The Center’s Aetna Gallery, which will feature changing exhibitions, opens with “Main Street, Then and Now,” offering fascinating views of Main Street as contrasted in contemporary photos and historic post cards, stereographs, and related images. A permanent back-porch exhibition, “Oasis on Main Street,” examines the history and evolution of the site’s architect-designed ornamental garden.
On Sunday June 16 – Father’s Day – of the opening weekend, Victorian refreshments will be served and A & L director Bill Hosley and curator Beverly Lucas will present the house beginning at 1 pm.
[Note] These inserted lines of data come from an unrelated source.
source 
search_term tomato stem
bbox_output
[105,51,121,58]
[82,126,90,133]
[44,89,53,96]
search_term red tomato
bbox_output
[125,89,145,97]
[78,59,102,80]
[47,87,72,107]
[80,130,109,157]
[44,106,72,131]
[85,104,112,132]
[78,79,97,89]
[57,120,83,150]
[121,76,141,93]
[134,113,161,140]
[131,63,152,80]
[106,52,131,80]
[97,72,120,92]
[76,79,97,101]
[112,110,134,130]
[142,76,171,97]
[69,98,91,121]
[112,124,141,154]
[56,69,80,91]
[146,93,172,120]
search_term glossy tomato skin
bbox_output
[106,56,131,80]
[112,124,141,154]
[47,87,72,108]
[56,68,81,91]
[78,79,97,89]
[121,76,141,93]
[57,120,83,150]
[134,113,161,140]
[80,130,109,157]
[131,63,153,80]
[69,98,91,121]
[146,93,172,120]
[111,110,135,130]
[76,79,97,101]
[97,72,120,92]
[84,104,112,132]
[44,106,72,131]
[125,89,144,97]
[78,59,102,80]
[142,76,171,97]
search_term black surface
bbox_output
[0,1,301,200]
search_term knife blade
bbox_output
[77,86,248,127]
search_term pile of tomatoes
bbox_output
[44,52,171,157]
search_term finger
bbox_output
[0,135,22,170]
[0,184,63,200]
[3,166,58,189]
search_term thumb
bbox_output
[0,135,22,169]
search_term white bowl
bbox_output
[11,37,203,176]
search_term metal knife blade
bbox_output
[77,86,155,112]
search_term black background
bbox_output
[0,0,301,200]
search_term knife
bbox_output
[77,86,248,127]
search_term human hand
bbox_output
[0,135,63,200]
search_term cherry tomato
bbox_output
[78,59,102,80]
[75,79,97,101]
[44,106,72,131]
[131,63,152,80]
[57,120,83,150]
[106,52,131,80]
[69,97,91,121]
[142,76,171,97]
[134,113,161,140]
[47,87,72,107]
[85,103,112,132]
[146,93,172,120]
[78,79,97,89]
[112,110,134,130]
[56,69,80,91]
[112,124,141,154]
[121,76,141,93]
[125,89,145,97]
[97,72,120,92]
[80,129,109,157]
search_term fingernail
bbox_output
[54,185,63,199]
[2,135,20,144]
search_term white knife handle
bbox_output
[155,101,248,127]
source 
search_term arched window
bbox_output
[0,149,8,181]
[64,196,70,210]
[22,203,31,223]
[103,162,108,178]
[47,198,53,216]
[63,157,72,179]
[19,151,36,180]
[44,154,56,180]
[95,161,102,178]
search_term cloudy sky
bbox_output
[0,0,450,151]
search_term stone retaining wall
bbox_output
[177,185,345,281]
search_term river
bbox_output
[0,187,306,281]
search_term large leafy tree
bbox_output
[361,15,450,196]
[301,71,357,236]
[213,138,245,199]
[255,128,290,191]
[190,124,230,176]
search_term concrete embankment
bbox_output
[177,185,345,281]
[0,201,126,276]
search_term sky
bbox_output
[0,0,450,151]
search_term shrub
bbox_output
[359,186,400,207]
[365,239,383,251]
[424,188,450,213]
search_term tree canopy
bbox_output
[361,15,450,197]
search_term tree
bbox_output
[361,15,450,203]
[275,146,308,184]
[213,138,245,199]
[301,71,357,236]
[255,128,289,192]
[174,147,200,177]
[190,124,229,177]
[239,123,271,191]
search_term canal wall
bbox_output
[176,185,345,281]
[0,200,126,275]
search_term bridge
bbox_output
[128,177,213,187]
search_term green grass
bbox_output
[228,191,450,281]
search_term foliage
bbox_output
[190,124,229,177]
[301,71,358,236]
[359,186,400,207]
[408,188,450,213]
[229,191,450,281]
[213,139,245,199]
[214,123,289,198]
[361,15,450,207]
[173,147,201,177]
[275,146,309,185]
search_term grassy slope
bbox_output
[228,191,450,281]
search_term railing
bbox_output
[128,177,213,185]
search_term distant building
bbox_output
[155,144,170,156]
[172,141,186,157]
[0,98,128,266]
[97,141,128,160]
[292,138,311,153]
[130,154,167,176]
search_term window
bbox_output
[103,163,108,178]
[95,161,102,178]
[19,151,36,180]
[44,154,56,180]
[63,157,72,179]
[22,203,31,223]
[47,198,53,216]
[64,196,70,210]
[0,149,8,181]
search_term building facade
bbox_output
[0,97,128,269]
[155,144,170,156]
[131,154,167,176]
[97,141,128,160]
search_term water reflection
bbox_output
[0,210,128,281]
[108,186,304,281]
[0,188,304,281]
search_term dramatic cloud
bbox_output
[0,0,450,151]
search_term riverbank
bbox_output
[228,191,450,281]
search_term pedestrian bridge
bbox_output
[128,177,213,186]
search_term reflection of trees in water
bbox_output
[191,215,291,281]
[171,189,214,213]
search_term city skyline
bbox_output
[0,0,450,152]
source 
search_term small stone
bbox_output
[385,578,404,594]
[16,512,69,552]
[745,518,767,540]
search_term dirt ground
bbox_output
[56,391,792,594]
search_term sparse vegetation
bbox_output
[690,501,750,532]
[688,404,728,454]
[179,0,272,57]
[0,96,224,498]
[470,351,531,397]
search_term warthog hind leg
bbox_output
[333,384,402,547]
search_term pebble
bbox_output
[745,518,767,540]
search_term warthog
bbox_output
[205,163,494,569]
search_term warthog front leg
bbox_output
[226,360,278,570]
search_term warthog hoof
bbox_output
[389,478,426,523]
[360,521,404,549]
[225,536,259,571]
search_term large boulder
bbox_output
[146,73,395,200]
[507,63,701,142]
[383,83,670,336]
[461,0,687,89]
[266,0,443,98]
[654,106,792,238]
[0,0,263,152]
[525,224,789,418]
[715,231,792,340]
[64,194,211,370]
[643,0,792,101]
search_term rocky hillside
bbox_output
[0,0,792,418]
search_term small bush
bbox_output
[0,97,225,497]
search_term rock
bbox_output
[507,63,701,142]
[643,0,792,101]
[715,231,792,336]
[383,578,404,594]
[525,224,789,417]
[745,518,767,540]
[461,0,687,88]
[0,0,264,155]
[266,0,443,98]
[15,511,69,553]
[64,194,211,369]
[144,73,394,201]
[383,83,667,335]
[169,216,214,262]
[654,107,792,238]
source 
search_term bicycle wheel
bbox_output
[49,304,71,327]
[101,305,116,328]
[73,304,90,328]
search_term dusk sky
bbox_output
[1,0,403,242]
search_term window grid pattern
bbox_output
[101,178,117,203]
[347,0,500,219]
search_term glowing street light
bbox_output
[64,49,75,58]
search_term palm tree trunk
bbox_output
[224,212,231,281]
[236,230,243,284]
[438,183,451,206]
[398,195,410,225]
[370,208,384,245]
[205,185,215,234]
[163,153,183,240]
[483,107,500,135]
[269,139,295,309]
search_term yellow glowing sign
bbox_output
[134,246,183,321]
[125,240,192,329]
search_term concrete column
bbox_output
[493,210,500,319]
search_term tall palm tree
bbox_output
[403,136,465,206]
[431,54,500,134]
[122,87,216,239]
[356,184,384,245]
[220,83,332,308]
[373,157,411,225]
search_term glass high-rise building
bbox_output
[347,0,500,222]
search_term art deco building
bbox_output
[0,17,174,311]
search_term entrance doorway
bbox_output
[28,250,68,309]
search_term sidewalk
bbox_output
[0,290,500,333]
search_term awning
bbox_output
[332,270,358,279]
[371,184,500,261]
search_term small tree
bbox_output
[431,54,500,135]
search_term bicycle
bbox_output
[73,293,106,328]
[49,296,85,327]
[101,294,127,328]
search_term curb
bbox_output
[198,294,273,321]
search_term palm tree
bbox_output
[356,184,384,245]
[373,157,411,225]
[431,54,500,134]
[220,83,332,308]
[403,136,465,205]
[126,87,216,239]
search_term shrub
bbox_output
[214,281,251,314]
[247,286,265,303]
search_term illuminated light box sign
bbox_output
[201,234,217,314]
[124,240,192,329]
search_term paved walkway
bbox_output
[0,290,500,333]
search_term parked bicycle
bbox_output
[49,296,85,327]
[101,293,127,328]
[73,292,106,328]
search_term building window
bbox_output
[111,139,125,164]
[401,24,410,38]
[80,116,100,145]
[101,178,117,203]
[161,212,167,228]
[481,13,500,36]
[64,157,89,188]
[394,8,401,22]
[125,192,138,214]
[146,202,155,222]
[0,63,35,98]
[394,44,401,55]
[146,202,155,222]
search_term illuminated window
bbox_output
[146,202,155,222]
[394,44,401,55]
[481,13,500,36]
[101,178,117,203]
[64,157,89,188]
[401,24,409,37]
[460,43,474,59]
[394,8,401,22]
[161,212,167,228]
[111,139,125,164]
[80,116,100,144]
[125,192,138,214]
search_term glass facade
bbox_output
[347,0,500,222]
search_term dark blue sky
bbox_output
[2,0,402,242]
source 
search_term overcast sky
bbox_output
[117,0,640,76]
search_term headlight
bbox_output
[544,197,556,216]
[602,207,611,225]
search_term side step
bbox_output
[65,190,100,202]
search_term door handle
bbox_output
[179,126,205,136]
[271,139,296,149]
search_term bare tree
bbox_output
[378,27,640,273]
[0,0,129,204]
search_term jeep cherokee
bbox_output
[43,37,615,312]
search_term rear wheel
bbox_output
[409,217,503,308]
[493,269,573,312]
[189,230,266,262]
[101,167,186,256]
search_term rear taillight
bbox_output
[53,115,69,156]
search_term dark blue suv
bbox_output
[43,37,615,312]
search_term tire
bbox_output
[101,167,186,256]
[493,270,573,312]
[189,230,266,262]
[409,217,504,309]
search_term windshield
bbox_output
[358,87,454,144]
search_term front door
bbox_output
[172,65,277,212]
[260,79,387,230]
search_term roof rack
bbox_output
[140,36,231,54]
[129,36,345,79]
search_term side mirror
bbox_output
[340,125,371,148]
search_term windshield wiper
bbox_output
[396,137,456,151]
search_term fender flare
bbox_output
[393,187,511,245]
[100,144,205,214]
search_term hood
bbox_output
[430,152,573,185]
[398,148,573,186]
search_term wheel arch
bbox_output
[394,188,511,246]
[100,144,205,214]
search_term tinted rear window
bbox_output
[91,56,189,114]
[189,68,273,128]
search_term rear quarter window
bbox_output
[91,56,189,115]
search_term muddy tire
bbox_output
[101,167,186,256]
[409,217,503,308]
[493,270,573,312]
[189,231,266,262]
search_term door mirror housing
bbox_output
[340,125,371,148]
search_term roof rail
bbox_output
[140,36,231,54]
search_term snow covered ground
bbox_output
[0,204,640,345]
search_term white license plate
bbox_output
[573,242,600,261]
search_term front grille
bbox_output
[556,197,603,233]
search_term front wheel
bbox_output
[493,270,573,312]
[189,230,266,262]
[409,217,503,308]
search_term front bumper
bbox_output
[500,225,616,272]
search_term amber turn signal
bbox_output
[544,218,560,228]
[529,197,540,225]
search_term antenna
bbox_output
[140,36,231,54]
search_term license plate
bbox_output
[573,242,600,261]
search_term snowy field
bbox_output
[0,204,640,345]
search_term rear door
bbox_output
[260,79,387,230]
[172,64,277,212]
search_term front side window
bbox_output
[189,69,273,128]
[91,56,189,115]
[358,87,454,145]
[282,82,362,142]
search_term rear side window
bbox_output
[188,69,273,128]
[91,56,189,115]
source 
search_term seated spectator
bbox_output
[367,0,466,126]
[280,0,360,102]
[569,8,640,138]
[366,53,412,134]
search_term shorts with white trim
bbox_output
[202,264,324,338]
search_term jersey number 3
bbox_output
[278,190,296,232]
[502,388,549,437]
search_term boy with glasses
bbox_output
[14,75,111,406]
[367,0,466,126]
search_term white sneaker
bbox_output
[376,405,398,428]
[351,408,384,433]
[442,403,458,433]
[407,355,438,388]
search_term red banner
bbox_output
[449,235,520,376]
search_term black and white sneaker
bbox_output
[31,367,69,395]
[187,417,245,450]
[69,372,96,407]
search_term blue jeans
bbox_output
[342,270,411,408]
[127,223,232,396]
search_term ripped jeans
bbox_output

Major funders for the project include the Hartford Foundation for Public Giving, the Connecticut Humanities Council, the State of Connecticut, the Aetna Foundation, Fleet Bank, the Hartford Courant Foundation, the Auerbach Foundation, the Connecticut Energy Foundation, The Hartford, United Technologies, the Connecticut Historical Commission, Carse/Hall/Robinson Foundations, the Maximillian E. and Marion O. Hoffman Foundation, the Mortensen Foundation, the Greater Hartford Arts Council, and A& L’s trustees, members and friends.
The Butler-McCook House & Garden and the Main Street History Center are at 396 Main Street. There is free on-site parking at the 59 South Prospect Street entrance.
The House is open year-round Wednesday through Saturday, 10 am to 4 pm and Sunday, 1 to 4 pm, and till 8 pm the first Thursday of every month. The last tour starts at 4 pm.